O desprezo pela CNV não é menor nas hostes bolsonaristas. Prova disso foi o veto de Damares e Bolsonaro ao pagamento de indenização pela União à ex-presidente Dilma, que ficou três anos presa pelos militares e sabidamente foi vítima de tortura. O presidente – que, entre outras coisas, recebe 11 mil reais mensais brutos como capitão da reserva, embora tenha sido afastado do Exército com apenas 33 anos – referiu-se ao pedido de Dilma, por quem tem obsessão similar a que nutre por Lula, como “privilégio injustificável” quando celebrou publicamente o parecer contrário à indenização. “O não reconhecimento ao direito da ex-presidenta é mais um capítulo da perseguição política levada a cabo por um governo covarde. Todo o Brasil sabe que a Dilma foi torturada”, diz Rosário.

No caso da Comissão de Mortos e Desaparecidos, Santos Jr. avalia que o Supremo Tribunal Federal poderá ser demandado a propor uma ADPF “com o objetivo de evitar ou reparar lesão ao preceito fundamental decorrente de ato do Poder Público, vulnerando o direito à memória e à verdade”. Ele lamenta que “os familiares que ainda não tiveram direito a reverenciar seus mortos agora veem fechada a única porta ainda aberta do Estado para o drama que os atormenta”.

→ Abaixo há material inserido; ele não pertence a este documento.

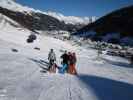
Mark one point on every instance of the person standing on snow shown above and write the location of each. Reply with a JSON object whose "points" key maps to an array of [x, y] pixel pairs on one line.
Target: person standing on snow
{"points": [[51, 58], [65, 59], [72, 63]]}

Lambe-botas. Bolsonaro assume para si a responsabilidade pelos crimes da ditadura, alerta Maria do Rosário – Imagem: Marcelo Camargo/Ag.Brasil

Coimbra afirma que a ditadura não está no passado: “Ela está aqui e agora, no assassinato do Dom e do Bruno, no genocídio dos povos indígenas, nos assassinatos de negros e pobres. Esta história permanece presente na realidade cotidiana do Brasil e seus efeitos ainda hoje estão sendo sentidos”. A fundadora do Grupo Tortura Nunca Mais do Rio de Janeiro faz um alerta que serve para o Brasil e o mundo: “O conservadorismo e o fascismo que assistimos hoje é muito mais perigoso porque traz os instrumentos utilizados naquele período de forma mais eficaz e com o poder que têm a informática, as fake news e os algoritmos. Aquilo que a direita usava de forma um tanto o quanto rudimentar, hoje é usada de maneira sofisticada”.

Procurado por CartaCapital para explicar o fim dos trabalhos da comissão e o que será feito dos processos em curso, Marco Vinícius Pereira de Carvalho não respondeu à reportagem até o fechamento desta edição. •

PUBLICADO NA EDIÇÃO Nº 1214 DE CARTACAPITAL, EM 29 DE JUNHO DE 2022.

Este texto aparece na edição impressa de CartaCapital sob o título “Ferida aberta”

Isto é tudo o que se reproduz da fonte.